Women from minority cultural groups also identified a lack of transport as a barrier to health screening (Durham & Pollard, 2010; Hodgins, Millar & Barry, 2006; Reath & Carey, 2008; Wagner, 2009). Further reasons given for the lack of uptake of women's health screening for women from cultural minorities are knowledge deficits related to the importance of health screening, as well as where and how to access these services (Reath & Carey, 2008; Wagner, 2009; Wang et al., 2010, Wall, Nunezrocha, Salinas-Martinez, Baraniuk & Day, 2010), lack of trust in the healthcare provider (Reath & Carey, 2008; Wagner, 2009), lack of culturally sensitive care (Hodgins et al., 2006, Wang et al., 2010), communication and language difficulties (Durham & Pollard, 2010; Wagner, 2009; Wang et al., 2010), the financial cost of screening (Durham & Pollard, 2010; Hodgins et al., 2006; Reath & Carey, 2008; Wagner, 2009) and fear of pain (Wang et al., 2010).

Pain is further reported to be a trigger for negative feelings during gynaecological examinations in women who have suffered sexual abuse (Leeners et al., 2007).
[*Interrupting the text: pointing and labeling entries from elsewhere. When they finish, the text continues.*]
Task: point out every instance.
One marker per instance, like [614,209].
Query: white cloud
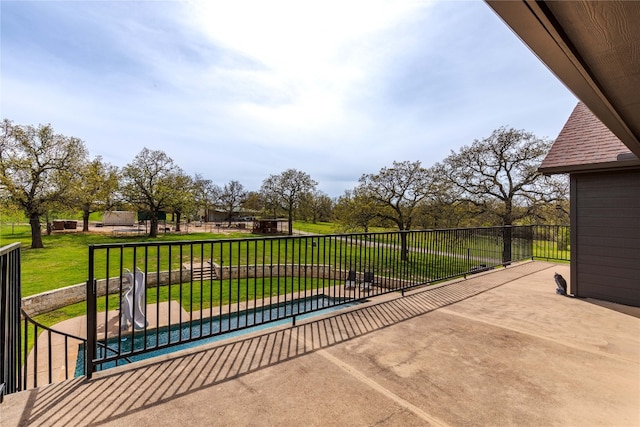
[240,90]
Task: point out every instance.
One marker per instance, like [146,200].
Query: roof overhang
[593,47]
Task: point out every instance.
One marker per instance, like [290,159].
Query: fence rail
[154,297]
[10,295]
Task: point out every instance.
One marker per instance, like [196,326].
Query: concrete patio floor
[499,348]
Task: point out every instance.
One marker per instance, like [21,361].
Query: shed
[605,208]
[270,226]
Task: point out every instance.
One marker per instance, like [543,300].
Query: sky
[243,89]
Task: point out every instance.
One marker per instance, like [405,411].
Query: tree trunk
[404,251]
[36,233]
[85,221]
[506,245]
[153,231]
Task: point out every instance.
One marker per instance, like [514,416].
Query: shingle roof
[584,143]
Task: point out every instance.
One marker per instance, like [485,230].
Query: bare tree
[206,195]
[397,193]
[182,200]
[355,211]
[37,169]
[150,183]
[317,206]
[96,189]
[231,198]
[499,175]
[287,190]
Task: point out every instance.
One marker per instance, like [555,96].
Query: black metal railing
[48,355]
[552,242]
[10,301]
[153,296]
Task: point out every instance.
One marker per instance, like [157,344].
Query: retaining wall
[58,298]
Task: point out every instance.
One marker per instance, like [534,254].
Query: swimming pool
[212,329]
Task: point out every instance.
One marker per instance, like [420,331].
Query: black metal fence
[144,298]
[10,301]
[150,298]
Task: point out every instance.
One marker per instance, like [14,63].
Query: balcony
[499,347]
[444,327]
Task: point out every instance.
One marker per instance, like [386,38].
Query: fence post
[90,348]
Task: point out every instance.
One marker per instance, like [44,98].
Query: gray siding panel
[607,227]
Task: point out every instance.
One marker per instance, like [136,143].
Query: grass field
[64,260]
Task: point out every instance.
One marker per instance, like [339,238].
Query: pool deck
[499,348]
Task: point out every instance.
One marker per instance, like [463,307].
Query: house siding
[606,221]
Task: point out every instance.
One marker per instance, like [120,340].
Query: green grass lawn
[64,259]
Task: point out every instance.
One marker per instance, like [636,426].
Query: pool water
[212,329]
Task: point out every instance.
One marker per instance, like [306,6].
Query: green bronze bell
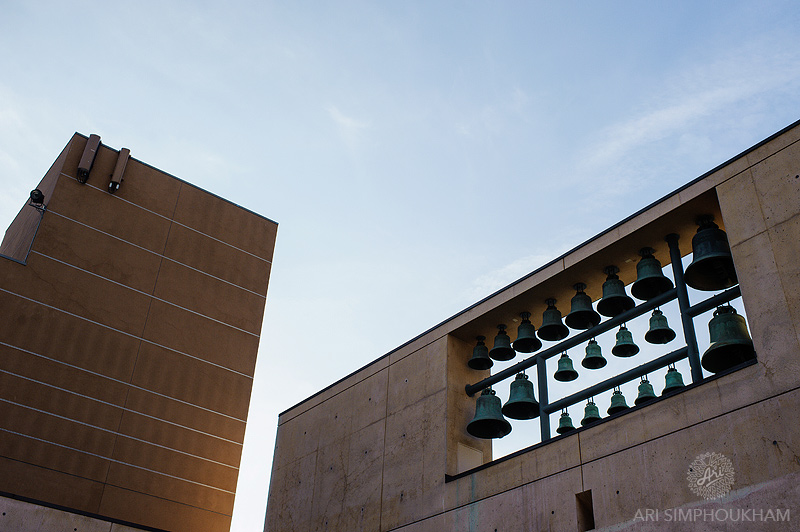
[565,370]
[565,423]
[730,342]
[502,349]
[552,329]
[618,403]
[521,403]
[650,280]
[581,315]
[488,421]
[624,346]
[659,332]
[594,357]
[480,356]
[646,393]
[674,381]
[527,341]
[712,263]
[590,414]
[615,301]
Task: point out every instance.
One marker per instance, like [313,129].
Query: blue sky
[417,155]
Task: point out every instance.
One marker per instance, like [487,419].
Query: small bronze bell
[650,280]
[712,264]
[552,329]
[646,392]
[502,349]
[480,356]
[730,342]
[590,414]
[581,315]
[594,356]
[565,370]
[527,341]
[624,346]
[615,301]
[521,403]
[659,332]
[565,423]
[488,421]
[674,381]
[618,403]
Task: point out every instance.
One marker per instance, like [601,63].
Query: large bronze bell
[624,346]
[527,341]
[594,356]
[521,403]
[552,329]
[565,371]
[488,421]
[674,381]
[565,423]
[659,332]
[480,355]
[712,264]
[646,392]
[581,315]
[618,403]
[502,349]
[615,301]
[730,342]
[650,280]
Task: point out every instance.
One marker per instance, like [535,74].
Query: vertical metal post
[544,413]
[683,303]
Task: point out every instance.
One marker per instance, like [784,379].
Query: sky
[418,156]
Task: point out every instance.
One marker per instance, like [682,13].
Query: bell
[646,393]
[552,329]
[581,315]
[615,301]
[502,349]
[527,341]
[674,381]
[594,356]
[480,356]
[488,421]
[624,346]
[650,280]
[712,264]
[521,403]
[565,423]
[659,332]
[730,341]
[618,403]
[565,371]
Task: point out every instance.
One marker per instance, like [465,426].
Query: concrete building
[132,308]
[387,447]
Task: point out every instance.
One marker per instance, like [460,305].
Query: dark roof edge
[598,235]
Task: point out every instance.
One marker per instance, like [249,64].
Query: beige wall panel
[218,259]
[186,332]
[78,292]
[67,338]
[187,440]
[127,505]
[225,221]
[192,380]
[101,210]
[108,257]
[209,296]
[40,483]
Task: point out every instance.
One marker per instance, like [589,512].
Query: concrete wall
[128,348]
[371,452]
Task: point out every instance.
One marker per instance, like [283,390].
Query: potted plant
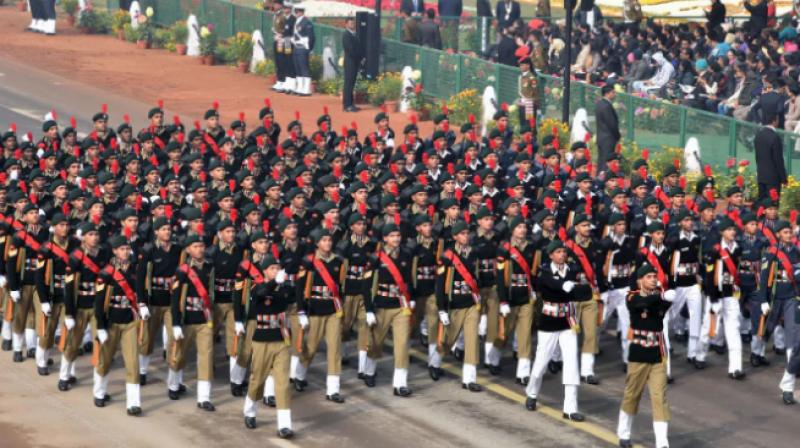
[70,8]
[180,32]
[208,44]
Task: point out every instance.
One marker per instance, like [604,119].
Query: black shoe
[285,433]
[737,375]
[402,392]
[472,387]
[336,398]
[591,379]
[206,406]
[575,416]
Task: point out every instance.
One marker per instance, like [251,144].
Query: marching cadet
[356,249]
[517,296]
[585,253]
[268,302]
[119,317]
[557,328]
[85,262]
[780,268]
[723,292]
[390,305]
[22,261]
[225,257]
[458,296]
[193,322]
[648,306]
[52,282]
[156,268]
[320,311]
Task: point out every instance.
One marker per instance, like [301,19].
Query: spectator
[430,35]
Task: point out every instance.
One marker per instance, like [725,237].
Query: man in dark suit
[770,169]
[352,61]
[608,134]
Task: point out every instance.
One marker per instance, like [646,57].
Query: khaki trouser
[330,328]
[587,319]
[202,336]
[655,377]
[23,317]
[223,315]
[519,321]
[160,316]
[354,311]
[126,336]
[465,319]
[491,305]
[83,318]
[400,324]
[46,325]
[270,358]
[245,349]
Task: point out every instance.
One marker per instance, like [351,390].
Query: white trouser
[567,340]
[730,316]
[616,301]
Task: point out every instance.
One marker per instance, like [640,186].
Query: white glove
[765,308]
[716,307]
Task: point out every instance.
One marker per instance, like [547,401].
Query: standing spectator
[431,37]
[352,61]
[607,125]
[450,13]
[770,170]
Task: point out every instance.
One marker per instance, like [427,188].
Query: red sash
[653,260]
[392,267]
[726,258]
[465,274]
[199,287]
[329,282]
[119,279]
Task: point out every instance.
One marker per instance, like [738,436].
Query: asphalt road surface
[708,409]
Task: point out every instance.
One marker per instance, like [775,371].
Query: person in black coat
[352,61]
[770,168]
[607,125]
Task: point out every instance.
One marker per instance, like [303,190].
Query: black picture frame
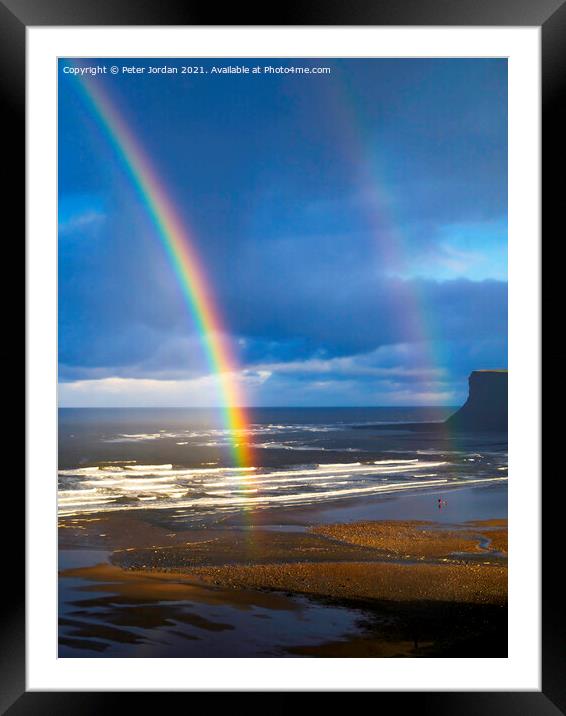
[550,15]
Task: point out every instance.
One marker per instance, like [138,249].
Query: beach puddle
[110,612]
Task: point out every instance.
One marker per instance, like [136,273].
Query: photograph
[282,357]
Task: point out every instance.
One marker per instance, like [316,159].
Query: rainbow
[183,257]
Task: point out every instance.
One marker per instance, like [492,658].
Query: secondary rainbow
[184,260]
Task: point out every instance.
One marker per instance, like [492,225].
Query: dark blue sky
[353,225]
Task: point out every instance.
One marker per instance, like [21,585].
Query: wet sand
[411,587]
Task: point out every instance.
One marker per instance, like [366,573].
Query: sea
[180,461]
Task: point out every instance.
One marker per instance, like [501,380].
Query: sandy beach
[418,587]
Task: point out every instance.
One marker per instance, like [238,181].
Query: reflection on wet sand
[112,612]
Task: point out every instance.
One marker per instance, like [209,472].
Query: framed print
[283,353]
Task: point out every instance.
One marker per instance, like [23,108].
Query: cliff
[486,407]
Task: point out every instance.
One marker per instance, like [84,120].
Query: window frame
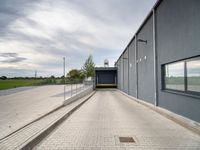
[185,91]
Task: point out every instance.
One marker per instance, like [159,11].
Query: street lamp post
[64,69]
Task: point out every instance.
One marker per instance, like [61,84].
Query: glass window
[174,76]
[193,75]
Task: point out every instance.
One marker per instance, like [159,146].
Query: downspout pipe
[136,67]
[155,59]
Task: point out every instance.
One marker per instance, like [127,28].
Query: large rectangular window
[193,75]
[174,77]
[182,76]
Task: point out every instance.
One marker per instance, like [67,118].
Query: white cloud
[45,31]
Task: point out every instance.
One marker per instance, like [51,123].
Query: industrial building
[106,77]
[161,63]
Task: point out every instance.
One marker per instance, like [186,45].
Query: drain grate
[126,140]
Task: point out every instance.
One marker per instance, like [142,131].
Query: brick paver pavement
[108,115]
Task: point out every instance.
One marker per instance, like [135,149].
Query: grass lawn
[13,83]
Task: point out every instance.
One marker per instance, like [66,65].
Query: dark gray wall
[178,37]
[145,66]
[132,77]
[126,80]
[106,76]
[121,73]
[118,75]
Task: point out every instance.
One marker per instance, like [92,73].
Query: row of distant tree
[88,70]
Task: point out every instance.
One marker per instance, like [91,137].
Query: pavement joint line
[181,120]
[45,132]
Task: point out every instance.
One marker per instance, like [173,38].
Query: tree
[3,77]
[89,67]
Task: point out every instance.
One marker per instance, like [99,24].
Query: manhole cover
[126,140]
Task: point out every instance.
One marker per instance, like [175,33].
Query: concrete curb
[42,116]
[183,121]
[78,95]
[28,145]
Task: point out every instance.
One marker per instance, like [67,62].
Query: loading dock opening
[106,77]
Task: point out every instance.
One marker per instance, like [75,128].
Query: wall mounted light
[140,40]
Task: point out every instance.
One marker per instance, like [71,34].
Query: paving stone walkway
[108,115]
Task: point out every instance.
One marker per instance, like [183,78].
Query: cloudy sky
[36,34]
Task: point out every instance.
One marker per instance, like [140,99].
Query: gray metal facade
[177,37]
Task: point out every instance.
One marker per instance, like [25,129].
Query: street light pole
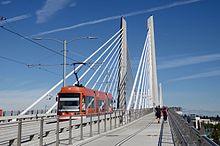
[64,63]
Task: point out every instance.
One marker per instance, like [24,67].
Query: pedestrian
[158,113]
[164,111]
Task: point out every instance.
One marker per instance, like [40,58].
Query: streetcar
[78,100]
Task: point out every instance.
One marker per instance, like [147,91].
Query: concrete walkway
[144,131]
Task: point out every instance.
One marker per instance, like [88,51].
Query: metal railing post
[70,130]
[98,123]
[41,131]
[105,122]
[19,132]
[57,132]
[81,128]
[91,125]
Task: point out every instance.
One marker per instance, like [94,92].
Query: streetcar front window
[69,101]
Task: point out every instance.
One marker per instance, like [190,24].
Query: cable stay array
[109,48]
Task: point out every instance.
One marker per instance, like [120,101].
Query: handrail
[185,134]
[46,130]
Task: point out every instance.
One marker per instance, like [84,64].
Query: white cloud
[14,19]
[5,2]
[174,63]
[199,75]
[119,16]
[49,9]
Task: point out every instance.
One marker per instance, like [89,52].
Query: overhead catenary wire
[32,41]
[25,64]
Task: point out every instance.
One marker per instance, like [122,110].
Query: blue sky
[186,33]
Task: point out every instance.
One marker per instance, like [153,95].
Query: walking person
[164,111]
[158,114]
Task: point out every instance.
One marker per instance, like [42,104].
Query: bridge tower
[121,103]
[152,68]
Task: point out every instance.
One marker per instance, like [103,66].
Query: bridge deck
[145,131]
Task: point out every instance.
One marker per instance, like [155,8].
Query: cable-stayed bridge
[129,119]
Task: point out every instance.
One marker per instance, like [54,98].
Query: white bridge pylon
[144,92]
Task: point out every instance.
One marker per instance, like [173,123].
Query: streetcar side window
[101,104]
[90,102]
[68,102]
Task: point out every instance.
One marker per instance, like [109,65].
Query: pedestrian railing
[54,131]
[184,134]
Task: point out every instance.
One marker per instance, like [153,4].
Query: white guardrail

Quantitative studies that have examined the gynaecological sequelae of sexual abuse acknowledge there is considerable psychological distress associated with gynaecological care for these women, and this contributes to lower uptake rates of women's health screening (Farley et al., 2002; Leeners et al., 2007; Robohm & Buttenheim, 1996). In order to alleviate some of this distress, women who have experienced sexual abuse often seek women centred care and prefer women to perform health screening procedures (Leeners et al., 2007; Peters, 2010).

Most research to date has employed quantitative methods to study women's health care attitudes and practices. A qualitative study utilising feminist principles to explore women's health screening practices for socially disadvantaged women has the potential to provide valuable insights and in depth information to nurses and other health care professionals regarding barriers to health screening for these women.